Given the current number of grouse-shooting estates serving General Licence restrictions after ‘clear evidence’ of wildlife crime was provided by Police Scotland: Leadhills Estate (here), Lochan Estate (here), Leadhills Estate [again] (here), Invercauld Estate (here), Moy Estate (here) and now Millden Estate (here), it’s clear that the Scottish Government’s proposed grouse-shoot licensing scheme can’t come soon enough.
There are strong rumours that the Wildlife Management (Grouse) Bill will be presented to the Scottish Parliament before Easter and many of us are eagerly awaiting its publication to see the details of what is proposed and, importantly, how it will be enforced.
One thing’s for sure, it will need to be a lot more robust than the General Licence restriction and any sanctions, which should hopefully include terminating an estate’s ability to continue gamebird shooting during a determined-sanction period, will need to be deployed a lot quicker than the time it takes for a General Licence restriction to be imposed (it’s taken four years for the GL restriction to be placed on Millden Estate).
UPDATE 10th March 2023: Millden Estate says it will appeal General Licence restriction imposed after evidence of raptor persecution (here)
12 thoughts on “Millden is yet another grouse-shooting estate to be sanctioned after police find evidence of raptor persecution”
The only answer, because they aren’t going to ban it, is commercial licensing which can be revoked on the basis of the civil law burden of proof: bankrupt the scum.
Thanks Ruth for your information once again.
It is sad that it takes so long to have these matters investigated and action taken. There is no doubt in my mind that we need to push NatureScot further and take away individual licences being issued to estates who have a general licence restriction placed on them. The present situation is a joke..
The fight goes on..
My God, that picture, those grinning faces. How the flying anything are such sick individuals even walking around being responsible for the horror they are part of. I am not of the same species as these things……
Whenever I see a photo of a “big bag” like this I always see in my mind’s eye a second “companion photo” alongside it – i.e. a photo of all the stuff that was killed (sorry, ‘controlled’) in the preceding months / years to make the first photo possible.
“It wasn’t clear where she’d been poisoned and the estate denied responsibility.”
Has there ever been a case where an estate has acknowledged responsibility for a raptor persecution incident? Silly question, I guess…
General Licence restrictions may be ineffectual but licencing of estates will only improve matters if the authorities are actually prepared to suspend licences when raptor persecution incidents are uncovered.
In the last few years it appears to me that all the laws enacted in Scotland, apparently designed to prevent wildlife crimes against raptors have been almost completely ineffective. One might almost believe that those framing the laws were deliberately writing them in such a manner that they would be almost useless. It would be a shame if any new laws put into effect in future were examined by someone who does not participate in fieldsports, and had some input before they are enacted. Perhaps that is too much to hope for, but I live in hope.
Surely what is needed s someone who DOES have knowledge of all the tricks of the trade involved in fieldsports to ensure that there are no loopholes to be exploited etc.. Whether anyone exists who would undertake this and report without bias is another matter. Like Alex, I live in hope.

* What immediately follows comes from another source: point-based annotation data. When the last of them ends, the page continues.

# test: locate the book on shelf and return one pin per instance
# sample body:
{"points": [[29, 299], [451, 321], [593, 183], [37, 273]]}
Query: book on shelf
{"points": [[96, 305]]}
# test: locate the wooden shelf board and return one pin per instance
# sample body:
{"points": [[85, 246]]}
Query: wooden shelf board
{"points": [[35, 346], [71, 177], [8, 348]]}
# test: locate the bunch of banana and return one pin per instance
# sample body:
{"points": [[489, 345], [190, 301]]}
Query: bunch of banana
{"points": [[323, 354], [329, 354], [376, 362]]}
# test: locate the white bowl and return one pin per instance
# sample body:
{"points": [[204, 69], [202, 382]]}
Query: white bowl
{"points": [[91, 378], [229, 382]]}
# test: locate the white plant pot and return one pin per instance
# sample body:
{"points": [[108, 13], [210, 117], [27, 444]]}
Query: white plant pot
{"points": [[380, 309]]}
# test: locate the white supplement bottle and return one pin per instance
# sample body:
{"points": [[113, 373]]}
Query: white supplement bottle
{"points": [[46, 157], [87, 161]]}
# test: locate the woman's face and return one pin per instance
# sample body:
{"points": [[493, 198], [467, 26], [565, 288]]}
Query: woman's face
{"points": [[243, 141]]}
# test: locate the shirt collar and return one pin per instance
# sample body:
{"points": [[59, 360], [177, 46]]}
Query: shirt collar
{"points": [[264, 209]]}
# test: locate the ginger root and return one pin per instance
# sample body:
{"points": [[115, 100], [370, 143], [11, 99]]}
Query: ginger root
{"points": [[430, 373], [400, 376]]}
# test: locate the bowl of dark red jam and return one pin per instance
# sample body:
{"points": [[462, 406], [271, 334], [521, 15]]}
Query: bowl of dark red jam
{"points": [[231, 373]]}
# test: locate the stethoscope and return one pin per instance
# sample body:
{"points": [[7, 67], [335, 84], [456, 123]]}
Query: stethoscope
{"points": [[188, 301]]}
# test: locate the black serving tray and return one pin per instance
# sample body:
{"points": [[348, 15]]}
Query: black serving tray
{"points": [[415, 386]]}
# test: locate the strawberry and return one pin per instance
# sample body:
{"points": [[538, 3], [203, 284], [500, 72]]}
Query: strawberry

This is one of the principles of democracy.
I am sure you are already aware that for a Bill to become law in the UK it has to pass through the parliament, in a number of stages.
Initially there is a 1st reading when the Bill is introduced, followed by a 2nd reading when MP’s are given a chance to debate the Bill.
After the 2nd stage the Bill then goes onto the committee stage, where a detailed examination of the Bill takes place, with inputs from experts, and any amendments are made.
Following the committee stage the Bill returns to the House of Commons where MP’s again debate the Bill and can make further amendments.
This is followed by the 3rd reading.
If the Bill originated in the House of Commons it then goes to the House of Lords, where it again goes through a similar process.
As can be seen there are ample opportunities for any proposed piece of legislation to be amended, and I would suggest those MP’s elected to represent the interests of certain sections of society, or members of the House of Lords who also represent those sections of society will try to introduce amendments which could make the Bill less effective in controlling the activities of those sections of society, especially if the Bill could have a detrimental effect upon those activities.
There is also the fact that experts may have different opinions, and those who fear that any proposed new legislation might impact upon their activities will no doubt seek out experts who will provide evidence to support their activities, and thus attempt to get any proposed legislation suitable amended.
Hence a legislation can become very watered down from the what was originally proposed.
From what I understand of Scottish law, Scotland is slightly different in that there are 3 stages, the first stage incorporates the committee stage where the Bill is examined by a lead committee who also hear from experts. The Scottish parliament then debate the bill, which if successful moves to stage 2 where amendments can be made. These amendments are voted on by the committee responsible for the Bill. The Bill then returns to the Scottish parliament where it is again debated by all MSP’s. (- if I have got this wrong- please can someone tell me?)
If we consider any proposed legislation to regulate game shooting, then if one considers just how many MP’s or Lords own land and shoot, then any Bill which might negatively impact upon this will face a very tough journey before it becomes law.
This is why the timing of any legislation is crucial to it’s success, and I would suggest it would be pointless to try an introduce any legislation to control or regulate shooting whilst the Conservatives are in power in Westminster. It also might mean the proposed grouse moor licensing scheme might have a chance in Scotland, as currently there is a power sharing agreement between the Green party and SNP, who are probably less influenced by certain vested interests?
An interesting matter for discussion could relate to the Wildlife and Countryside Act and the provisions for general Licences and game birds. This Act protects all wild birds and states that they cannot be killed or taken except in certain circumstances. The GL allows the killing of certain species of birds under the conditions set out in the GL. The Wildlife and Countryside Act also defines which species are game birds and these species can only be taken during the open seasons which were established by the Game Act of 1831. So effectively if someone killed or injured a game bird outside the open season they would commit an offence under the WCA. Likewise if a wild bird is killed or injured outside the terms of the GL an offence under the WCA would be committed.
So, as essentially all wild birds are protected by the WCA, I would have thought that it shouldn’t be too difficult for parliament to amend the legislation so that any suspension of a GL would also be applicable to game birds, so that anyone wishing to kill game birds during the open season would then have to apply for an individual licence in a similar manner to applying for an individual licence to control so called pest species as set out in the GL.
This could have a positive effect on deterring shooting estates from engaging in or permitting any activity which might result in a suspension of the GL, as the suspension would equally apply to game birds.
It then raises the question as to whether game shooters would want to apply for an individual licence to shoot game birds on a particular estate which had its GL suspended, or would they simply take their custom elsewhere, to estates which weren’t under any restrictions and where game birds could be freely shot during the open season?
This could effectively put out of those business those estates where there was evidence of criminal activity taking place and where the authorities deemed it necessary to restrict the GL.
Food for thought?
There’s simply no deterrent. Until that changes the criminals will continue with their sadistic practices.
Appalling horrible people we have the same problem in North Yorkshire it’s heartbreaking and I don’t know how these people sleep at night our birds of prey are persecuted I am vigilant and we need the good people to keep up the fight . I support the league against cruel sport , animal aid hopefully good will prevail evil .
Well said Karen, saw two red kites over Thirsk today but dont hold much hope of them surving in this area. !!